Что еще можно выдернуть из памяти? Дачные танцплощадки с обязательной дракой в конце? Школьные, студенческие и учрежденческие "вечера отдыха" с концертом художественной самодеятельности и танцами под вокально-инструментальный ансамбль? Санаторных массовиков-затейников? Выдернули.
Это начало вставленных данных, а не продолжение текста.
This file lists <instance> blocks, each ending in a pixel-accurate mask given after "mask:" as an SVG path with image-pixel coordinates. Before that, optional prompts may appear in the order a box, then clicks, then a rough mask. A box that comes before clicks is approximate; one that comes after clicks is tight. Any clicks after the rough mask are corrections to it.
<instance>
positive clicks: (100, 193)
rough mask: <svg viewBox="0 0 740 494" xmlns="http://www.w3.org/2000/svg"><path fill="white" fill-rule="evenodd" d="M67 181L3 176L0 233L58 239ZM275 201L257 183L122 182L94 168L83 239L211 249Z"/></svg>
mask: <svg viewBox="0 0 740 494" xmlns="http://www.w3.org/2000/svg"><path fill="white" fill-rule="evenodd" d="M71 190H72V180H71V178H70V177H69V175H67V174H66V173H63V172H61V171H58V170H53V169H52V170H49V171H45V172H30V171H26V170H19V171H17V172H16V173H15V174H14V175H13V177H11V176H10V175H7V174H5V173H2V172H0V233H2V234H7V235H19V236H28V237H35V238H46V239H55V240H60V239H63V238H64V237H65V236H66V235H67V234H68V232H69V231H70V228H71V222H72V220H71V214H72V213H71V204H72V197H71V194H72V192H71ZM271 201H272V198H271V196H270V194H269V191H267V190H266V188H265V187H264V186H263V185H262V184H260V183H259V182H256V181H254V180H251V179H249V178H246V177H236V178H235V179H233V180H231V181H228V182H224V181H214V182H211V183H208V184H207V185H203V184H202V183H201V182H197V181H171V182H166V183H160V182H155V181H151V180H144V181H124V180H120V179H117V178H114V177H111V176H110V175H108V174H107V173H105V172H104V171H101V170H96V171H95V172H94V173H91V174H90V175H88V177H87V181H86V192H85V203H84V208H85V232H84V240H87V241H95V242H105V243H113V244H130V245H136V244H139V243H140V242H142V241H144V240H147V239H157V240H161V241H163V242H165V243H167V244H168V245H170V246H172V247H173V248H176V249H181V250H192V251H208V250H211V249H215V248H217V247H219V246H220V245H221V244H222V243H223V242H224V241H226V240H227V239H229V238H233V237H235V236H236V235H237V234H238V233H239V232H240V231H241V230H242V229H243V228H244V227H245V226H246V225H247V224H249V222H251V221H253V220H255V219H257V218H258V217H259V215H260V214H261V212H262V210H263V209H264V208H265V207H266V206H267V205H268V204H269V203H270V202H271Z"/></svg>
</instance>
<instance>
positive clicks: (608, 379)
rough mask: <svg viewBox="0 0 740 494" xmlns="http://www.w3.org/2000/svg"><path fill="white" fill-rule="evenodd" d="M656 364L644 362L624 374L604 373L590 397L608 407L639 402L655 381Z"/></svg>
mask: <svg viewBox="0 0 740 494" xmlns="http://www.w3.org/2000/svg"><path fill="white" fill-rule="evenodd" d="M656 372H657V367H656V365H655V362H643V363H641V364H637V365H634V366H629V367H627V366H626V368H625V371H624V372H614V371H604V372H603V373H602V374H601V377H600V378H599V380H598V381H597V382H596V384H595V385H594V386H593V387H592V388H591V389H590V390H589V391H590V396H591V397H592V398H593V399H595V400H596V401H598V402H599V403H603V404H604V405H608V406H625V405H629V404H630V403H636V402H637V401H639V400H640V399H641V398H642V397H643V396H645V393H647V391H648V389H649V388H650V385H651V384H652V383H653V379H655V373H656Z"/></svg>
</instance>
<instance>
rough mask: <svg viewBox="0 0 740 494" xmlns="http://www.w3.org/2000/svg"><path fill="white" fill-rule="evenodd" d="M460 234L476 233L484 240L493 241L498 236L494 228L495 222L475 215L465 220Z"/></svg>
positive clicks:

Можно упомянуть также о музеях и библиотеках как неплохих способах "отвлечься" для людей, как сказали бы пару десятилетий спустя, более продвинутых. Там особую коммуникативную функцию выполняли буфет и курилка. Один мой давнишний знакомый регулярно посещал эти места с единственной, в общем-то, целью – подцепить интеллигентную девушку. Постепенно это превратилось у него в род спорта. И надо сказать, в этом виде спорта равных ему в нашей компании не было.

Но было и совсем другое. Какой еще Дворец культуры? Какая дискотека? Какой, на хрен, телевизор? Какой еще чтец-декламатор в клубе имени не важно кого, когда у нас есть домашние чтения, завершающиеся, как правило, счастливыми нищими застольями? Зачем нам ихняя выставка в ихнем Манеже, если мы вечером идем смотреть новые картины такого-то в его мастерскую, а насчет того, чем завершится просмотр, см. предыдущее предложение.

Все это, наряду с выпиваниями в скверике и бесконечными блужданиями по улицам и бульварам с заходами в гости то к одному, то к другому знакомому, все эти неофициальные, внеинституциональные и уж подавно внеиндустриальные, но зато свободные и прекрасные в своей органичности времяпрепровождения вспоминаются чаще всего и с особой благодарностью. И почему-то вспоминаются они тем чаще, чем чаще и агрессивнее звучит там и сям словосочетание "индустрия развлечений". С чего бы это?